En méditation appliquée nous sommes fréquemment amené à sortir de notre « zone de confort » pour entrer dans notre « zone d’effort ». Lorsque nous parvenons, au fil des méditations, à réaliser ce mouvement intérieur, nous nous offrons de l’amplitude, de l’espace de bien-être intérieur, en toute lucidité.

Par exemple, il est fréquent, lorsque nous commençons à méditer sur la gratitude, que des tensions internes apparaissent chez certains méditants. La gratitude ne passe pas.

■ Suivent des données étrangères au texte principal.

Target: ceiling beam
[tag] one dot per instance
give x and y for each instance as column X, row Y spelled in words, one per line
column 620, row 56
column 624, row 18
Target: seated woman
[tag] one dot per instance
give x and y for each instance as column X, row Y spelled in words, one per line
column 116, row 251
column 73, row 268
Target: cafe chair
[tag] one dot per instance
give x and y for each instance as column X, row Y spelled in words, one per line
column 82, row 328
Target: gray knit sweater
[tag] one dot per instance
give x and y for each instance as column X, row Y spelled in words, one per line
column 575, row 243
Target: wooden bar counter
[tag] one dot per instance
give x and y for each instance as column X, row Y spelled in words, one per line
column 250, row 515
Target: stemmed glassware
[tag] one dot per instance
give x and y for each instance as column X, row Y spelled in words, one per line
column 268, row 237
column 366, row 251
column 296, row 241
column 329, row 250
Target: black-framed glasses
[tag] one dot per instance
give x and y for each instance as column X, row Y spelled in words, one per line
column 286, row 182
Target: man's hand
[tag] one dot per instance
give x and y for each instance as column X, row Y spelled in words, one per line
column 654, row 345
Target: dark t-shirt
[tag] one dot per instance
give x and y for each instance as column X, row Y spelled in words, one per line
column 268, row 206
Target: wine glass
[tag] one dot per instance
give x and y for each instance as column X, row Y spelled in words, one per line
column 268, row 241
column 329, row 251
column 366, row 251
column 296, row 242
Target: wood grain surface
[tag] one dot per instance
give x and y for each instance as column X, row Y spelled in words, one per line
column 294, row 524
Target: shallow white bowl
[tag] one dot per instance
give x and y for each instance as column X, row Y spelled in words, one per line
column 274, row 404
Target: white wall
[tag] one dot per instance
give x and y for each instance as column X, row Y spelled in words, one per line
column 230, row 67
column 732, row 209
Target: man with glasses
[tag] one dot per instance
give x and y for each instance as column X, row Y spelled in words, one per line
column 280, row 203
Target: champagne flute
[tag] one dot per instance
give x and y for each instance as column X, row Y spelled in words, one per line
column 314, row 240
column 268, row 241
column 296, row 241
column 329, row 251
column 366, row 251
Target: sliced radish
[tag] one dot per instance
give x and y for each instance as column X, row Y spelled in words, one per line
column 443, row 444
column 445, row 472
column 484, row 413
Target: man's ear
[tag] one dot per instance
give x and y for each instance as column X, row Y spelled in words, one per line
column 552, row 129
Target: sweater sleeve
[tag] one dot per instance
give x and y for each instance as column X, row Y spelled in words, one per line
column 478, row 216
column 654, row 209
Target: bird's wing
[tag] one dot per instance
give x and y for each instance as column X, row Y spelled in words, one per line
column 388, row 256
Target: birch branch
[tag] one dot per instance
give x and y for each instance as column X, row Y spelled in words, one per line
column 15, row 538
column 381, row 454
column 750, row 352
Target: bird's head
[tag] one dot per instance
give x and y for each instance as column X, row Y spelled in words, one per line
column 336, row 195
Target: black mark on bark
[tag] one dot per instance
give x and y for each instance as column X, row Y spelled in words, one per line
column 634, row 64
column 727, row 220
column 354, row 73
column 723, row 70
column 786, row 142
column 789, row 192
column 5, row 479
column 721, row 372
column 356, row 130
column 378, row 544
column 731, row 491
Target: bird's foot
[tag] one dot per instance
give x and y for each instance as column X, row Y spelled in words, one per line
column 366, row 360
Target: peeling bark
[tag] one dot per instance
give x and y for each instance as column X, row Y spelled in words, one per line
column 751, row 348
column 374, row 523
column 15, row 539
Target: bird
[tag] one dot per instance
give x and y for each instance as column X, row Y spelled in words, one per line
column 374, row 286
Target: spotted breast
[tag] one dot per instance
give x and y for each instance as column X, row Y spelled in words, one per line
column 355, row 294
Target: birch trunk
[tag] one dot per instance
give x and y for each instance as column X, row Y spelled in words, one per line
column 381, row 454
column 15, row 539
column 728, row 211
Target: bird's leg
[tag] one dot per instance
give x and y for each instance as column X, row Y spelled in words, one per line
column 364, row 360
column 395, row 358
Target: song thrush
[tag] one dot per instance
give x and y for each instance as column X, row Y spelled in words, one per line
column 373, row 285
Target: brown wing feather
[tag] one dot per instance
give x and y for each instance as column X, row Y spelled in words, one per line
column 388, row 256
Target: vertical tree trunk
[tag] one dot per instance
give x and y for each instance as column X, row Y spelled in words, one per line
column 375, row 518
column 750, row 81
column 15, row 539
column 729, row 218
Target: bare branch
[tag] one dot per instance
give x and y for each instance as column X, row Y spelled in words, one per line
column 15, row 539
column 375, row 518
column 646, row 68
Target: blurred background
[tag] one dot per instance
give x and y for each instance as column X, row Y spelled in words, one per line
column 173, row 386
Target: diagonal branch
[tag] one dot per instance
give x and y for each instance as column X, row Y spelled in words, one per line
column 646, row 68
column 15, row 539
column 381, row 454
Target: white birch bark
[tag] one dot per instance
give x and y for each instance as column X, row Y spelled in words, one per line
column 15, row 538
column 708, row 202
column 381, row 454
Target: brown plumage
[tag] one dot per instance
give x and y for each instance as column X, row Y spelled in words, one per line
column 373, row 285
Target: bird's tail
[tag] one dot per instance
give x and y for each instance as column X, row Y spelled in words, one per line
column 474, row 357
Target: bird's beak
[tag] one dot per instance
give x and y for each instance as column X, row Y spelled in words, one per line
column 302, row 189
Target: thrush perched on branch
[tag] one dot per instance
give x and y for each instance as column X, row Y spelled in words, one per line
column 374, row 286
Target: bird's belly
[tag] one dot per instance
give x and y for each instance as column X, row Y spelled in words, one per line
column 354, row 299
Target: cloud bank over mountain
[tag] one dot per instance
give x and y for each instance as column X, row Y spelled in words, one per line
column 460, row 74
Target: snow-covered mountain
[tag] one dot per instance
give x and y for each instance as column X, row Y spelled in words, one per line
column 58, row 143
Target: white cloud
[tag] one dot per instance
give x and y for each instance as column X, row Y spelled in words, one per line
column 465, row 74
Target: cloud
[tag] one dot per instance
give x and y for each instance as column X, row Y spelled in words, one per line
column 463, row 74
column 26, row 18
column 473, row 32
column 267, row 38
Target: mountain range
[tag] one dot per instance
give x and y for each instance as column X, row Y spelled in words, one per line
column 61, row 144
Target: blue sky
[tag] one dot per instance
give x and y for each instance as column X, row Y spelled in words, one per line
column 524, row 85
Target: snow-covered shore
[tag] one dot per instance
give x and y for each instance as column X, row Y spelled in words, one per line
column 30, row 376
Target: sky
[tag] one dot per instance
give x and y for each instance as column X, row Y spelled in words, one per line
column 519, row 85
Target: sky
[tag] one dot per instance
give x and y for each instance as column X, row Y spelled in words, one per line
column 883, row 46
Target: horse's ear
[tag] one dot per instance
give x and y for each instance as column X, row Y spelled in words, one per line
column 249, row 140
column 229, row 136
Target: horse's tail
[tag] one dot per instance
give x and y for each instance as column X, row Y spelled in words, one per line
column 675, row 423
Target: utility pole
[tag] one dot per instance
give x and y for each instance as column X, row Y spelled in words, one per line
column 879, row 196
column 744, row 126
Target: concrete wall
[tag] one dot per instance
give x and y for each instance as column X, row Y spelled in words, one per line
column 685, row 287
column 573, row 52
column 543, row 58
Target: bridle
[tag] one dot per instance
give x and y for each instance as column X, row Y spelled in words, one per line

Ils l’expriment parfois de la manière suivante: « Pourquoi devrais-je remercier ces personnes quasi inconnues, qui m’ignorent et à qui je ne sois rien ? ». Le travail se fait, pas à pas, et la contemplation les amène naturellement à admettre puis à savourer leur interdépendance avec un grand nombre de personnes. Ils remercient alors du fond du cœur et la méditation sur la gratitude devient un moment de plénitude. Cette victoire est superbe et tout le tout le groupe de méditants s’en réjoui.

L’effort humble permet ce mouvement intérieur. Cet effort est une vaillance basée sur un constat d’impuissance plein d’humilité: « J’essaie la gratitude puisque l’amertume, l’idée que je me fais de l’indépendance et l’ingratitude ne fonctionnent pas. »

J’éprouve beaucoup d’admiration et d’affection  pour les méditants qui peinent, qui buttent sur une croyance néfaste bien ancrée ou sur une impasse intérieure, mais qui, malgré tout, vont de l’avant et, jour après jour, méditent jusqu’à s’en libérer.